Produces numbered dump files (exact pass count tracks RocmBackend._pipeline_parts()):

dumps/my_func_name/
├── 00_origin.mlir
├── 01_fly_rewrite_func_signature.mlir
├── 02_fly_canonicalize.mlir
├── 03_fly_layout_lowering.mlir
├── 04_fly_int_swizzle_simplify.mlir
├── 05_canonicalize.mlir
├── 06_fly_convert_atom_call_to_ssa_form.mlir
├── 07_fly_promote_regmem_to_vectorssa.mlir
├── 08_convert_fly_to_rocdl.mlir
├── 09_canonicalize.mlir
├── 10_convert_scf_to_cf_cse_convert_gpu_to_rocdl.mlir
│                                      # also runs fly-rocdl-cluster-attr
├── 11_rocdl_attach_target.mlir
├── 12_convert_scf_to_cf.mlir
├── 13_convert_cf_to_llvm.mlir
├── 14_gpu_to_llvm.mlir
├── 15_convert_vector_to_llvm.mlir
├── 16_convert_arith_to_llvm.mlir
├── 17_convert_func_to_llvm.mlir
├── 18_reconcile_unrealized_casts.mlir
├── 19_gpu_module_to_binary.mlir
├── 20_llvm_ir.ll
└── 21_final_isa.s                    # AMD ISA assembly (best-effort)

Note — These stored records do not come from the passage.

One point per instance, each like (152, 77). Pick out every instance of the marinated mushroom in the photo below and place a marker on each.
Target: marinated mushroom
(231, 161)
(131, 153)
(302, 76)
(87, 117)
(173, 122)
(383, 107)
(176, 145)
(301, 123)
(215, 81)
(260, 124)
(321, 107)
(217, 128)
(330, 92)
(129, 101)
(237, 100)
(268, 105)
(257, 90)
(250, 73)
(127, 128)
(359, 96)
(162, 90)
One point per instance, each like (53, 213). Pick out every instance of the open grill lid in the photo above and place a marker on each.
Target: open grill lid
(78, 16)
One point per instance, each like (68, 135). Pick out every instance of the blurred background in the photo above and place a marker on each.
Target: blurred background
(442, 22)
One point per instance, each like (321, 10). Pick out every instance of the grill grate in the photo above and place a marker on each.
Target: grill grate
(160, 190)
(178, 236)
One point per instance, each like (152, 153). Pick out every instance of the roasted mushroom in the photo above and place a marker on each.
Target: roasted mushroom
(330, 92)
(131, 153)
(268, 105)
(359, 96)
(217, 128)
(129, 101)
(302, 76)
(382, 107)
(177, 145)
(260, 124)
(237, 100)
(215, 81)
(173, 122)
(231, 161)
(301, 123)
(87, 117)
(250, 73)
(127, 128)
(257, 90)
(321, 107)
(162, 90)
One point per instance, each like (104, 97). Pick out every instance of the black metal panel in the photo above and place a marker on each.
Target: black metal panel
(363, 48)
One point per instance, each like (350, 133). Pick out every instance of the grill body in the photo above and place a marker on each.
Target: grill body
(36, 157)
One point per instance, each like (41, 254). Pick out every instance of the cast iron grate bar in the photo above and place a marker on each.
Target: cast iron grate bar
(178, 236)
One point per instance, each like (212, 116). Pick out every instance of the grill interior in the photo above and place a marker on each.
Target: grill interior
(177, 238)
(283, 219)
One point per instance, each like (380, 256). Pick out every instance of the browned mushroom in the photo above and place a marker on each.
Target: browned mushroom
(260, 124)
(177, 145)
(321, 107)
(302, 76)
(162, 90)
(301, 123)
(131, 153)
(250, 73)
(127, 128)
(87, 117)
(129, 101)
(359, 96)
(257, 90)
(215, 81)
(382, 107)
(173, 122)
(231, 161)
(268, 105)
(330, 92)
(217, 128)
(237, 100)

If FLYDSL_DEBUG_ENABLE_DEBUG_INFO=1, the debug-info pass adds an extra numbered dump before gpu_module_to_binary.


8. Source Files

FileDescription
python/flydsl/compiler/jit_function.py@jit decorator, MlirCompiler, JitCacheManager
python/flydsl/compiler/kernel_function.py@kernel decorator, KernelFunction, KernelLauncher, CompilationContext
python/flydsl/compiler/jit_executor.pyJITCFunction — ExecutionEngine wrapper
python/flydsl/compiler/jit_argument.pyJitArgumentRegistry, TensorAdaptor, from_dlpack
python/flydsl/compiler/ast_rewriter.pyASTRewriter — Python AST → MLIR control flow
python/flydsl/compiler/protocol.pyget_ir_types, extract_to_ir_values, construct_from_ir_values protocols
python/flydsl/expr/typing.pyTypes (T), Tensor, Stream, Constexpr
python/flydsl/expr/primitive.pyLayout algebra primitives (make_shape, crd2idx, copy, gemm)
python/flydsl/expr/derived.pyDerived types (CopyAtom, MmaAtom, TiledCopy)
python/flydsl/expr/numeric.pyDSL numeric types (Float32, Int32, ...)
python/flydsl/utils/env.pyEnvManager — typed environment variable configuration
python/flydsl/runtime/device.pyget_rocm_arch() GPU detection
include/flydsl/Dialect/Fly/IR/FlyOps.tdFly dialect op definitions
include/flydsl/Dialect/Fly/Transforms/Passes.tdPass declarations (fly-layout-lowering, etc.)